I've got over 10,000 files that don't have extensions from older versions of the Mac OS. They're extremely nested, and they also have all sorts of strange formatting and characters. They don't have file types or creator codes attached to them any longer. A great deal of these files have text in the file that will let me determine extensions (for example Word.Document.8 is in every file created by that version of Word, and Excel.Sheet.8 in every file created with that version of Excel).
I found a script that looks like it would work for one of these file types at a time, but it erases parts of filenames after nefarious characters, which is not good.
find . -type f -not -name "." -print0 |\
xargs -0 file |\
grep 'Word.Document.8' |\
sed 's/:.*//' |\
xargs -I % echo mv % %.doc
So, two questions from that:
One is, should I clean the characters in the filenames first, or programmatically deal with those in the script in order to leave them the same?

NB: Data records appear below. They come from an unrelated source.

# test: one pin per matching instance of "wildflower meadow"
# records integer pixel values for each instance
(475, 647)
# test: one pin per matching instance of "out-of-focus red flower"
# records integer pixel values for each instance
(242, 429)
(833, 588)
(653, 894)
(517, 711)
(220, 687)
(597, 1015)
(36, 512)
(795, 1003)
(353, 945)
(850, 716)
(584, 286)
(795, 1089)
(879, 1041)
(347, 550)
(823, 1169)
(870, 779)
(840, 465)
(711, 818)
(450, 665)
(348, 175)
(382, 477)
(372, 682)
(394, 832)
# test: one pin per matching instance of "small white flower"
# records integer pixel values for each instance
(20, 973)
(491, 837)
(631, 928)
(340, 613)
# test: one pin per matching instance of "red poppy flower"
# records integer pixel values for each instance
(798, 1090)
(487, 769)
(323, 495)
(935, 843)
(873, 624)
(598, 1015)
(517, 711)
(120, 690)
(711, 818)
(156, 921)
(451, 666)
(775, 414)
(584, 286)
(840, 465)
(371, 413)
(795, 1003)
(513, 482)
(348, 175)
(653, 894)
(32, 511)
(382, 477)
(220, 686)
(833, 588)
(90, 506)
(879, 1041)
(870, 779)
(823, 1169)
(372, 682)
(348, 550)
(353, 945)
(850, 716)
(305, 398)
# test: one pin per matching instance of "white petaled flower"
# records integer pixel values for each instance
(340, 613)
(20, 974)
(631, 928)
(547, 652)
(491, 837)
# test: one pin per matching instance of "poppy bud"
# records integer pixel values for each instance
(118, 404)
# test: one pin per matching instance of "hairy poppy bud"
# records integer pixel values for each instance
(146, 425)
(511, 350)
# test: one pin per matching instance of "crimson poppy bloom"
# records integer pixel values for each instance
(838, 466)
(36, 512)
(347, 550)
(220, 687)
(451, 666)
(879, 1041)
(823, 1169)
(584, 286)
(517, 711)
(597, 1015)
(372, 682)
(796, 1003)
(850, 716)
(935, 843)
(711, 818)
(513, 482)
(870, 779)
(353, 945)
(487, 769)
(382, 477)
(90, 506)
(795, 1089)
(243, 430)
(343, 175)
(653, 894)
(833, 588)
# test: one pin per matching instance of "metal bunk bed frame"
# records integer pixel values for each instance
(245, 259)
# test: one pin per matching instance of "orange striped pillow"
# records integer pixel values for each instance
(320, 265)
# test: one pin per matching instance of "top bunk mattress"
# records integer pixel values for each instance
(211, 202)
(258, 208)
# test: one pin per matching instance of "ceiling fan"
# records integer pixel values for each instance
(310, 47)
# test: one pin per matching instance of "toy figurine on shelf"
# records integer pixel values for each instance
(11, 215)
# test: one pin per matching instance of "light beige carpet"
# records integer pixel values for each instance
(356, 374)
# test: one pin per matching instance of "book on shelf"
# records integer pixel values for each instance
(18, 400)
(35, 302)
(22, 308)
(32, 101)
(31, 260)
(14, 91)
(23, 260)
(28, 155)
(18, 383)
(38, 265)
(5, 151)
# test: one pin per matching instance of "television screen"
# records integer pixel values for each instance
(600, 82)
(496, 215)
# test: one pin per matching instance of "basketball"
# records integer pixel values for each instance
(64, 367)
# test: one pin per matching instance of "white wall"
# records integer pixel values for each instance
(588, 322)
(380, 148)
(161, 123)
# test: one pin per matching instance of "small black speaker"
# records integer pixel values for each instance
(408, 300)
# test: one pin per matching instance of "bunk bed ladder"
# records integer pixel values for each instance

As long as I lose no information from the filenames, I don't see a problem cleaning out slashes and other problem characters. Also, if I clean the filenames, there are likely to be duplicates, so any cleaning script would have to add something like "-1" before the extension to make sure nothing gets lost.
2nd question is how do I change the script so that it will look for more than one file type at the same time and give each the proper extension?
I'm not tied to this script, but it is understandable, which is a pro. Mac OS X 10.6 is installed on this file server, but I've got access to any recent versions of OS X.
Thanks, Ian